A car has a crumple zone that is 0.80 m (80 cm) long. In this car, the distance from the dummy to the steering wheel is 0.50 m. The car has a mass of 1,600 kg and the dummy has a mass of 75 kg. At the time of the crash, the car has a speed of 18 m/s. Based on the work-energy theorem, what is the smallest possible force that the dummy could experience during the crash?

Question

A car has a crumple zone that is 0.80 m (80 cm) long. In this car, the distance from the dummy to the steering wheel is 0.50 m. The car has a mass of 1,600 kg and the dummy has a mass of 75 kg. At the time of the crash, the car has a speed of 18 m/s. Based on the work-energy theorem, what is the smallest possible force that the dummy could experience during the crash?

–9.35 kN
–18.7 kN
–23.2 kN
–199 kN

Answer 1

The work-energy theorem states that the work done on an object is equal to the change in its kinetic energy. In this case, we can use the work done on the car to calculate the force experienced by the dummy during the crash.

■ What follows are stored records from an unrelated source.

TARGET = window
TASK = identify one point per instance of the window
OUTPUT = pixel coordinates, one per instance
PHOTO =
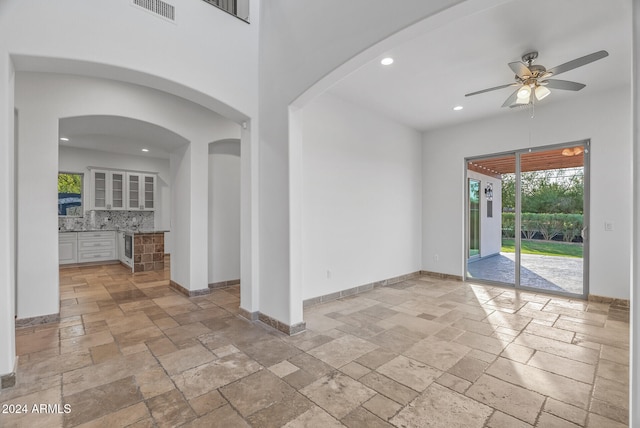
(70, 194)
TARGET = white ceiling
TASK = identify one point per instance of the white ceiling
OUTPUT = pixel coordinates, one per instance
(431, 73)
(117, 134)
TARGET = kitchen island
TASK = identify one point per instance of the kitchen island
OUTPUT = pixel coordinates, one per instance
(143, 250)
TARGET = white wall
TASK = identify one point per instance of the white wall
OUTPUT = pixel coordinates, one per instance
(361, 211)
(490, 228)
(300, 43)
(610, 133)
(7, 221)
(37, 33)
(44, 98)
(73, 159)
(224, 211)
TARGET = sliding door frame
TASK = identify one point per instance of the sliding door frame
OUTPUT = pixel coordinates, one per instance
(518, 220)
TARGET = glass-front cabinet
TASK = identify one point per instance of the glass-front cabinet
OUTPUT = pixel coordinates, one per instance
(122, 190)
(107, 190)
(141, 188)
(117, 190)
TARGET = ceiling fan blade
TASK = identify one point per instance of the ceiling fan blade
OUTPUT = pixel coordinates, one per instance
(521, 69)
(490, 89)
(578, 62)
(512, 99)
(563, 84)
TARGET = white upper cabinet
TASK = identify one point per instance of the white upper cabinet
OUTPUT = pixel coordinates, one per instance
(122, 190)
(141, 191)
(107, 189)
(117, 191)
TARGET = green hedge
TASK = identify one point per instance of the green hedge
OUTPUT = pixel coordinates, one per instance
(545, 226)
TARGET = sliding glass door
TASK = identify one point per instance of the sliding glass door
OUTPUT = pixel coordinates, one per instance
(531, 219)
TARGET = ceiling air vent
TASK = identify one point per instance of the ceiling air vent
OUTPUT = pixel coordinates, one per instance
(158, 7)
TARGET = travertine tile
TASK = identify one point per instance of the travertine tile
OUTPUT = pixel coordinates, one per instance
(208, 402)
(362, 418)
(338, 394)
(546, 383)
(551, 421)
(170, 409)
(207, 377)
(563, 366)
(510, 399)
(414, 374)
(437, 353)
(314, 417)
(502, 420)
(389, 388)
(565, 411)
(597, 421)
(283, 369)
(441, 407)
(343, 350)
(354, 370)
(561, 349)
(97, 402)
(184, 359)
(382, 407)
(255, 392)
(514, 358)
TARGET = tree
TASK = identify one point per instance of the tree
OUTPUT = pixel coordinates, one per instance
(69, 183)
(549, 191)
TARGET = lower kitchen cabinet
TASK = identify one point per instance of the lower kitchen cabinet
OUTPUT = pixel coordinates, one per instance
(67, 248)
(96, 246)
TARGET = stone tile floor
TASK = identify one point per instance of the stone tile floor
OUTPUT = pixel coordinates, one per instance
(129, 351)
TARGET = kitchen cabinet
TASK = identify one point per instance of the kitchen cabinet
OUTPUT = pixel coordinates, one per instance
(141, 190)
(96, 246)
(107, 189)
(122, 190)
(67, 247)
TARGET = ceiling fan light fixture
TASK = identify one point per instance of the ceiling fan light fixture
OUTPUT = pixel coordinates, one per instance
(542, 92)
(524, 92)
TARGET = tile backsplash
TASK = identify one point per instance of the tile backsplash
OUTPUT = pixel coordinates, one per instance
(96, 219)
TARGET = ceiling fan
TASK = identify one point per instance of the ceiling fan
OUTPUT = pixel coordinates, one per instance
(533, 81)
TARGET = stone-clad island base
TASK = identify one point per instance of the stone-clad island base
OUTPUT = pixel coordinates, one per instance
(148, 251)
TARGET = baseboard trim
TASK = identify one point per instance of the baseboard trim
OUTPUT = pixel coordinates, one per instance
(251, 316)
(9, 380)
(223, 284)
(39, 320)
(619, 303)
(189, 293)
(359, 289)
(88, 264)
(280, 326)
(441, 275)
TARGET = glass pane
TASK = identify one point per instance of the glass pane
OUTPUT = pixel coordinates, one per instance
(491, 214)
(70, 194)
(474, 218)
(552, 200)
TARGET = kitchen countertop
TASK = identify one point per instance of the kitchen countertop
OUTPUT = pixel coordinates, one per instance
(127, 231)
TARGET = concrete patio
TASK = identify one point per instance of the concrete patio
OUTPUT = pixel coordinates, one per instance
(554, 273)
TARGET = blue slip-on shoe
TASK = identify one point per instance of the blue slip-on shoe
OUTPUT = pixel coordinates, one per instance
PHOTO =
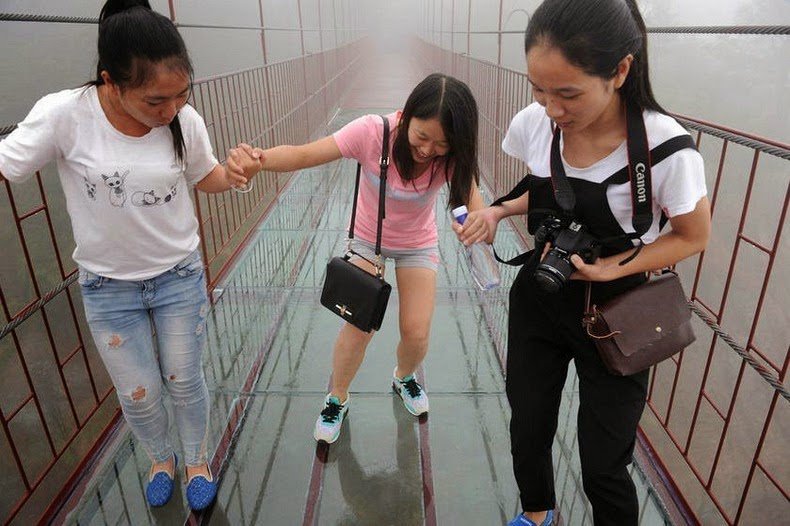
(201, 491)
(521, 520)
(160, 486)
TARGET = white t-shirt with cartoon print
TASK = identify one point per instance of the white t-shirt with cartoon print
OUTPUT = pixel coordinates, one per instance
(678, 181)
(128, 197)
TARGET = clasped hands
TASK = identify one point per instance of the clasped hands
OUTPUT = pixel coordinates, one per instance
(243, 162)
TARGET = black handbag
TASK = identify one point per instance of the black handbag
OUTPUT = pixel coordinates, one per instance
(642, 326)
(354, 294)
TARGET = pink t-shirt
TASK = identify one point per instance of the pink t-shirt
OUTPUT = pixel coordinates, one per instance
(410, 220)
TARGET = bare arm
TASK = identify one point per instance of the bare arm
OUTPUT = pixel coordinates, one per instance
(288, 158)
(689, 236)
(481, 224)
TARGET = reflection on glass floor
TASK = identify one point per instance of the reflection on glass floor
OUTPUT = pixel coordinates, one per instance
(268, 366)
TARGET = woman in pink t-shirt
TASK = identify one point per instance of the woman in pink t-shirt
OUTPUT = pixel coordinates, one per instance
(433, 143)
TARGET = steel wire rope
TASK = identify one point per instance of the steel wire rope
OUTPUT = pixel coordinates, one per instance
(743, 353)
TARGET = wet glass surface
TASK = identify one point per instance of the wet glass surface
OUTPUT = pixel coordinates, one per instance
(270, 345)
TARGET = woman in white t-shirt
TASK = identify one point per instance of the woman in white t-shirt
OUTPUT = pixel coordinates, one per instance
(433, 143)
(587, 65)
(128, 148)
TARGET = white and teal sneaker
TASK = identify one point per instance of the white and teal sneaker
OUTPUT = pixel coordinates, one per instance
(413, 395)
(327, 427)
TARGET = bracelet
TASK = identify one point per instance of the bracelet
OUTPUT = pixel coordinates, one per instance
(247, 188)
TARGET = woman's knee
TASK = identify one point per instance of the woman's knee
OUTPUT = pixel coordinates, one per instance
(415, 336)
(139, 399)
(185, 387)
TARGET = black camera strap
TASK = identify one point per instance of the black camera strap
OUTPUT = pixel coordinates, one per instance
(638, 172)
(383, 164)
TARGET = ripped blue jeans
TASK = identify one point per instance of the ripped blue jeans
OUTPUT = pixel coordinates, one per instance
(150, 335)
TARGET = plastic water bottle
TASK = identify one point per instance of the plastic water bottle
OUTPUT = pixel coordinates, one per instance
(482, 262)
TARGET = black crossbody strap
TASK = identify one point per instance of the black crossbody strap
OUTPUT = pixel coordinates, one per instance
(383, 164)
(638, 171)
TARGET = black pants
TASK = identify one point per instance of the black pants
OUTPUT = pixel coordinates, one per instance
(545, 333)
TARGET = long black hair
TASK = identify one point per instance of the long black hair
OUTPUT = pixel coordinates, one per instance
(451, 102)
(132, 40)
(595, 35)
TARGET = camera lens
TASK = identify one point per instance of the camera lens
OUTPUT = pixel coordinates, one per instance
(548, 280)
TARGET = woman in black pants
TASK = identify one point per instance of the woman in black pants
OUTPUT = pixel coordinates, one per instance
(587, 65)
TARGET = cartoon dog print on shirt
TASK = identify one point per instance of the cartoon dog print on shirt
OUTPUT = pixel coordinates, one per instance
(149, 197)
(90, 188)
(115, 183)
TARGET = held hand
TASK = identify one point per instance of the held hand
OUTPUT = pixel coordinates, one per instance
(479, 225)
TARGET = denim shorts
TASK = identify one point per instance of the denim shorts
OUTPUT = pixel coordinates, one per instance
(404, 258)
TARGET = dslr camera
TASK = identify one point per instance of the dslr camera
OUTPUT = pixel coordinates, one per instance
(567, 239)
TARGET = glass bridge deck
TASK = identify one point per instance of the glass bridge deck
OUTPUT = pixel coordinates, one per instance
(268, 367)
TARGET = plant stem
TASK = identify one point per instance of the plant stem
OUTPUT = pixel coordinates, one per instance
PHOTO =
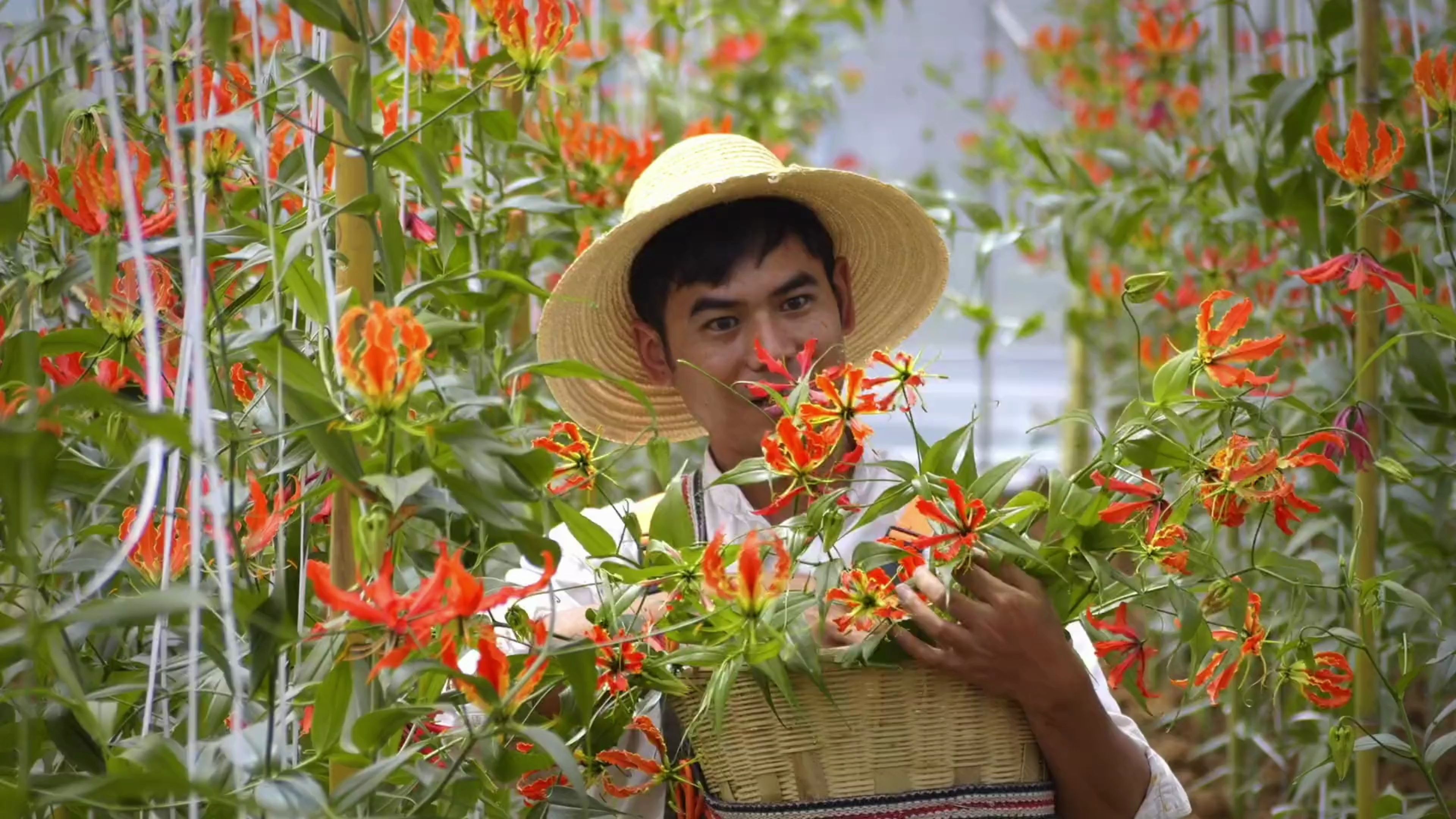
(1368, 390)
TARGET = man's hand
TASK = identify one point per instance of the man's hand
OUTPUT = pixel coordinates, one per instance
(1007, 642)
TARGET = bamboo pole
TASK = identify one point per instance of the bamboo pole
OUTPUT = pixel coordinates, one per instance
(1368, 390)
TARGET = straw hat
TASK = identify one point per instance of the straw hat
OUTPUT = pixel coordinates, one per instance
(897, 266)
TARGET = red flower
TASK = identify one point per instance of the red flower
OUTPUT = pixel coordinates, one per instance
(617, 659)
(1357, 167)
(580, 470)
(906, 378)
(430, 55)
(868, 598)
(147, 554)
(799, 455)
(385, 366)
(1133, 649)
(263, 522)
(1215, 353)
(750, 589)
(1327, 684)
(962, 524)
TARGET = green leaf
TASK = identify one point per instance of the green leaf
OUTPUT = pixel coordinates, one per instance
(398, 489)
(557, 750)
(325, 14)
(367, 781)
(140, 608)
(1334, 18)
(672, 521)
(331, 706)
(983, 215)
(1174, 377)
(373, 729)
(321, 79)
(15, 209)
(587, 532)
(1411, 599)
(1428, 368)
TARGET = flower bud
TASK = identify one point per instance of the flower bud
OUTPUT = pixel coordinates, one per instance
(1341, 747)
(1144, 286)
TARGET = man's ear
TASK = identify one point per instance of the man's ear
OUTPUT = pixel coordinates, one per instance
(653, 353)
(845, 293)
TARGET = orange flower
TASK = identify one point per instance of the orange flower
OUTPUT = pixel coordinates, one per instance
(906, 378)
(628, 761)
(242, 390)
(845, 401)
(552, 33)
(496, 668)
(430, 53)
(120, 314)
(1215, 353)
(750, 589)
(870, 599)
(580, 470)
(734, 52)
(618, 659)
(1133, 649)
(799, 455)
(1436, 79)
(389, 361)
(98, 191)
(1253, 646)
(1164, 41)
(1357, 167)
(147, 554)
(1327, 682)
(263, 522)
(407, 617)
(962, 524)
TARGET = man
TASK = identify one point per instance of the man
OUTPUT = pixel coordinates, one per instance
(721, 248)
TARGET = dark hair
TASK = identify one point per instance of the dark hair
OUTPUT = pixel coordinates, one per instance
(702, 247)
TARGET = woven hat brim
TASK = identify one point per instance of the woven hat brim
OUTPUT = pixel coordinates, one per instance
(899, 267)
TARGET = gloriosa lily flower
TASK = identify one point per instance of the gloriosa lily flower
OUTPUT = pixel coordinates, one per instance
(868, 598)
(580, 470)
(263, 522)
(533, 52)
(389, 361)
(750, 589)
(799, 455)
(98, 191)
(147, 554)
(1435, 78)
(1357, 167)
(618, 659)
(962, 524)
(1215, 353)
(1327, 682)
(1133, 649)
(428, 55)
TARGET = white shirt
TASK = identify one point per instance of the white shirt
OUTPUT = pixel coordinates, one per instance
(726, 509)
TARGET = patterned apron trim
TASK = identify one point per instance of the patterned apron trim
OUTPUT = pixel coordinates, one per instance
(962, 802)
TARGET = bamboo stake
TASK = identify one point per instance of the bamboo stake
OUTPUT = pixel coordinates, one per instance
(1368, 390)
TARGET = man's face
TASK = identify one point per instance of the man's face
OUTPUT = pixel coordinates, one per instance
(710, 340)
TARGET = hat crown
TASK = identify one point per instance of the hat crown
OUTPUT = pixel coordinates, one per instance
(693, 162)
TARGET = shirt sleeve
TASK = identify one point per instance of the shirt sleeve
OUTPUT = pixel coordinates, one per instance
(1167, 798)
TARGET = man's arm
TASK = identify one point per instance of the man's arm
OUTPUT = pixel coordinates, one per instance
(1008, 642)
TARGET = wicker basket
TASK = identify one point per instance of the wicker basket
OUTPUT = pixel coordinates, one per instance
(886, 732)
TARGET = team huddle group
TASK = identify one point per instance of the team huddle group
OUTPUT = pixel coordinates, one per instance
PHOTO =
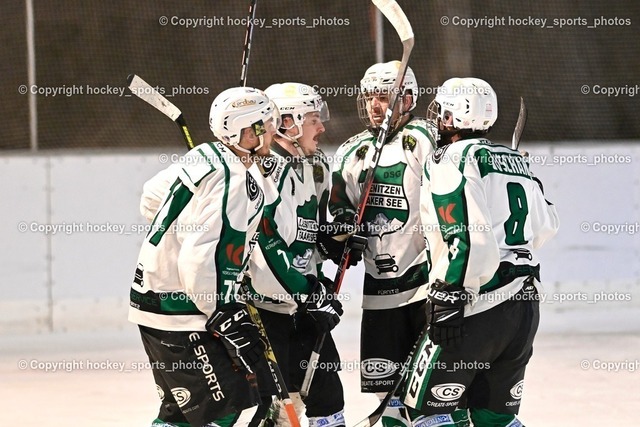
(447, 239)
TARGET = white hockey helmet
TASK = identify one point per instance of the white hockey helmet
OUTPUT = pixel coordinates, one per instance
(297, 99)
(381, 77)
(239, 108)
(471, 103)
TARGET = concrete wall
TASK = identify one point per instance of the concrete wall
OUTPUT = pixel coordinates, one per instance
(79, 277)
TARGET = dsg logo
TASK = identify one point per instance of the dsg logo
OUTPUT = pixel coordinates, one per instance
(377, 368)
(447, 392)
(516, 390)
(182, 395)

The work done on the car is equal to the change in its kinetic energy. The initial kinetic energy of the car is:

KE_initial = 0.5 * m_car * v_initial^2
KE_initial = 0.5 * 1600 kg * (18 m/s)^2
KE_initial = 259,200 J

The final kinetic energy of the car is zero because it comes to a stop. The work done on the car is then equal to the initial kinetic energy:

Work = KE_initial
Work = 259,200 J

This work is done over a distance equal to the crumple zone length. The force experienced by the dummy is equal to the work done on the car divided by the distance from the dummy to the steering wheel:

Force = Work / distance
Force = 259,200 J / 0.50 m
Force = 518,400 N
Force = 518.4 kN

Therefore, the smallest possible force that the dummy could experience during the crash is 518.4 kN. None of the given options match this calculation.